Unusual NaN occurring in action output #279

hn2 commented 5 years ago

My action space is defined as:

self.action_space = gym.spaces.Box(
            -1, 1, shape=(len(self.src.asset_names) + 1,), dtype=np.float32)

When I run:

model = PPO1(MlpPolicy, env, verbose=0, tensorboard_log='tensorboard/')   

print(action) gives this: First it is ok then gives a warning and then all actions are nan.

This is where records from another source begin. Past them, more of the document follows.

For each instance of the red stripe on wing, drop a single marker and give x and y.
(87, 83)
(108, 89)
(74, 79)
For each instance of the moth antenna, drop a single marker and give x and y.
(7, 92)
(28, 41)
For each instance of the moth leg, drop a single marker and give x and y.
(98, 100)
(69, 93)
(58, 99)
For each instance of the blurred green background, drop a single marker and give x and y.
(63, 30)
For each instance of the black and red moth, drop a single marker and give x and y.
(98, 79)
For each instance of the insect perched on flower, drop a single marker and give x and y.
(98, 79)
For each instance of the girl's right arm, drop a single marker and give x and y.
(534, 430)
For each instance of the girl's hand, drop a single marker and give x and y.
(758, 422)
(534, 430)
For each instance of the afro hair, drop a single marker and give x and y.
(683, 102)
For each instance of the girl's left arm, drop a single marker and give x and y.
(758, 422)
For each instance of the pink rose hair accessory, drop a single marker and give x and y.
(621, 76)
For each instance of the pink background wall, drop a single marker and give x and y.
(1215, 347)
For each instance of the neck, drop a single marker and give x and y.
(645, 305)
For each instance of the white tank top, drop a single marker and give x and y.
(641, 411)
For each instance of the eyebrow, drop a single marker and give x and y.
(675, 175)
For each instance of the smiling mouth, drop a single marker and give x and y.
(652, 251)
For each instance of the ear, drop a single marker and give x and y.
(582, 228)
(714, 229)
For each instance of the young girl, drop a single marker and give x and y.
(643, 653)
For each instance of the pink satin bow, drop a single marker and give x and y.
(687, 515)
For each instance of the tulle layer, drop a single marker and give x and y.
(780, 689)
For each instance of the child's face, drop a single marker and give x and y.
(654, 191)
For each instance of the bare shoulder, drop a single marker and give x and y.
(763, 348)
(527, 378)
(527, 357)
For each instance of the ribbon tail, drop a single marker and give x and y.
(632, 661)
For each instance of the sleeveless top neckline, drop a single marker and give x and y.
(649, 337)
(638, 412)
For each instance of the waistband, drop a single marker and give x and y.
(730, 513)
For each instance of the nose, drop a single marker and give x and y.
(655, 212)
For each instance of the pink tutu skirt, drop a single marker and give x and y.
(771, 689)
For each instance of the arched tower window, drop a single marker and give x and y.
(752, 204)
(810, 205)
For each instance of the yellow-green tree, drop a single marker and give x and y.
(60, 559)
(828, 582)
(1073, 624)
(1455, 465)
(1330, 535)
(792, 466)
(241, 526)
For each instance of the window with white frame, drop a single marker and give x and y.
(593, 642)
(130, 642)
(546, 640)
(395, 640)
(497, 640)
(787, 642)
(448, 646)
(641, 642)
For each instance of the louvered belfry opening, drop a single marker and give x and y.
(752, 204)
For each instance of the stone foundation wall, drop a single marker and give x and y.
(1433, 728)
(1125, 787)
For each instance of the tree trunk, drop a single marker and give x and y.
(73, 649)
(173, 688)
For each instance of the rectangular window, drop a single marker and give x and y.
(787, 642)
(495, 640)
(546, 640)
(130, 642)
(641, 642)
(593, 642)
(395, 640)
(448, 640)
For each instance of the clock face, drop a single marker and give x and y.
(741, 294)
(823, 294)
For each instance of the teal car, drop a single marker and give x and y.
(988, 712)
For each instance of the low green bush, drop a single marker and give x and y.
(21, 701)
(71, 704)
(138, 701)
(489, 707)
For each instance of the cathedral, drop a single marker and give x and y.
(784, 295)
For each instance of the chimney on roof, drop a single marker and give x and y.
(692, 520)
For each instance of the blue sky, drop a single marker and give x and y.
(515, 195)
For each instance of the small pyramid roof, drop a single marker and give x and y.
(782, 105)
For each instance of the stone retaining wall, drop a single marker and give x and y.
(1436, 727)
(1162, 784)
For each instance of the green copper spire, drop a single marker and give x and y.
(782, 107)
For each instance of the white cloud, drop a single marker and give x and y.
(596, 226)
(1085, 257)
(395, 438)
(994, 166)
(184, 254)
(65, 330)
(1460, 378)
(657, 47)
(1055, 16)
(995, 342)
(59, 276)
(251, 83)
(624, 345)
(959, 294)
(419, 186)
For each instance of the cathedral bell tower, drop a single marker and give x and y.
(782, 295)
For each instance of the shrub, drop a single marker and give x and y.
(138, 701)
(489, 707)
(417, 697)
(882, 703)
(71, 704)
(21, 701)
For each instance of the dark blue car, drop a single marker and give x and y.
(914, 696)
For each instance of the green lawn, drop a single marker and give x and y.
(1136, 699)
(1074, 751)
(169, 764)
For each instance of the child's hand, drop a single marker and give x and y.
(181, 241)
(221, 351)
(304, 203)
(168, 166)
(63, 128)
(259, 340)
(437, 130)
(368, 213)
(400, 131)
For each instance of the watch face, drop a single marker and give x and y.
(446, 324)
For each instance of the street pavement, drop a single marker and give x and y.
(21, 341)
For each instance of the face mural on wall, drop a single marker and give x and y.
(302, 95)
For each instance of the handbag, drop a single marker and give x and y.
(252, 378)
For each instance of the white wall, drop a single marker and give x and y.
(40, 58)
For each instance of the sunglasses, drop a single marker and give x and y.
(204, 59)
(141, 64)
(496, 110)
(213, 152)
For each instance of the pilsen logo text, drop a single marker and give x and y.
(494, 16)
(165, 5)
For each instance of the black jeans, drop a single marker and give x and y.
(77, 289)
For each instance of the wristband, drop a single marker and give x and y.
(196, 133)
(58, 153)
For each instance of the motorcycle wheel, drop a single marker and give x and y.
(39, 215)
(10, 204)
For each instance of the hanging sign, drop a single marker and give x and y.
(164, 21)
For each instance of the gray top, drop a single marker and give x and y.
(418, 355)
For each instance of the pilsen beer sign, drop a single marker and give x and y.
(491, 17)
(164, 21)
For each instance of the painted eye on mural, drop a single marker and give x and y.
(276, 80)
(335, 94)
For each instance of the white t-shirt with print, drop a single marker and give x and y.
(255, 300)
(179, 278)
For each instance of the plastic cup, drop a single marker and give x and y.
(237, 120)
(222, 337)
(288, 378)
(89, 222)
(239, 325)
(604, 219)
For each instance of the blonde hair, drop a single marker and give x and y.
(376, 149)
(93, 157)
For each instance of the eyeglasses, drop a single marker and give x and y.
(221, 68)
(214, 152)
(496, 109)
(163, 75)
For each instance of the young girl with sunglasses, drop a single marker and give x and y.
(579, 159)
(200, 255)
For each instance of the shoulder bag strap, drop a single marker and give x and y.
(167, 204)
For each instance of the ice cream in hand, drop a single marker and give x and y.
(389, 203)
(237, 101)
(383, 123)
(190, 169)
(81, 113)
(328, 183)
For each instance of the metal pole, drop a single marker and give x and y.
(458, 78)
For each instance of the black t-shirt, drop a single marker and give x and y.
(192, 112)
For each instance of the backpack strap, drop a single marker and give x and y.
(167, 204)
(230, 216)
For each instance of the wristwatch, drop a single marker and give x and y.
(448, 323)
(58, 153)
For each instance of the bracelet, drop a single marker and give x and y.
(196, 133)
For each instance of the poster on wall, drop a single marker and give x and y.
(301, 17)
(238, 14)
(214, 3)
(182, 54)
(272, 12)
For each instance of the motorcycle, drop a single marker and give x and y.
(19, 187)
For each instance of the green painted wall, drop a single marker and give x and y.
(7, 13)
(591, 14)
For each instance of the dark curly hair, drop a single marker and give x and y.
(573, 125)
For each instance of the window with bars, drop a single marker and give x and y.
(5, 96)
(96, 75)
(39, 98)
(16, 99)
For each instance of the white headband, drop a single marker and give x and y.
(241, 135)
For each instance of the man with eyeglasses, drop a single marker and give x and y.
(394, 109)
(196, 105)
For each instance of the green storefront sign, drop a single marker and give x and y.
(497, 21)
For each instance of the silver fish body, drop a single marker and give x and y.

[ 1.          0.8173821  -0.30915284 -0.4841192   1.         -0.8486665
  0.999535   -1.        ]
[ 1.          0.17815794 -1.          0.00990602 -0.15018277  1.
  0.786909    0.40793106]
[ 1.         -1.         -0.22874616  0.8188446   0.0233863  -0.06452941
  0.255739    1.        ]
[ 1.         -0.14166626  1.          0.16046658  0.9575441  -0.67399544
 -1.          1.        ]
[ 0.41213733 -0.04675869  0.7445776   1.          0.46755818 -0.35608172
 -1.          0.5503573 ]
...\stable-baselines\stable_baselines\common\console_util.py:39: RuntimeWarning: invalid value encountered in less
  if (value < 1e-4 or value > 1e+4) and value > 0:
...\stable-baselines\stable_baselines\common\console_util.py:39: RuntimeWarning: invalid value encountered in greater
  if (value < 1e-4 or value > 1e+4) and value > 0:
[-1.         -0.49604103 -0.54152864  0.07228398  0.6079284  -0.00336414
  1.          1.        ]
[nan nan nan nan nan nan nan nan]
[nan nan nan nan nan nan nan nan]
[nan nan nan nan nan nan nan nan]
[nan nan nan nan nan nan nan nan]
[nan nan nan nan nan nan nan nan]
[nan nan nan nan nan nan nan nan]
[nan nan nan nan nan nan nan nan]
hill-a commented 5 years ago

Please add minimal code for replication.

# Code example 
Please try to provide a minimal example to reproduce the bug. Error messages and stack traces are also helpful.
hn2 commented 5 years ago

I was unable too replicate this behavior with minimal example:

import numpy as np
from stable_baselines.common.policies import MlpPolicy
from stable_baselines.common.vec_env import DummyVecEnv
from stable_baselines import PPO1
from env_minimal import EnvMinimal

env = EnvMinimal()
env = DummyVecEnv([lambda: env])   

model = PPO1(MlpPolicy, env, verbose=0)

#   model_name = str(settings['model_name']) + '_' + str(settings['total_timesteps']) + '_' + str(settings['steps']) + '_' + str(settings['window_length'])   

import gym
from gym import spaces
from gym.utils import seeding
import numpy as np

class EnvMinimal(gym.Env):

    def __init__(self):
        self.action_space = gym.spaces.Box(low=-1, high=1, shape=(10,), dtype=np.float32)
        self.observation_space = gym.spaces.Box(low=-np.inf, high=np.inf, shape=(11, 7, 50), dtype=np.float32)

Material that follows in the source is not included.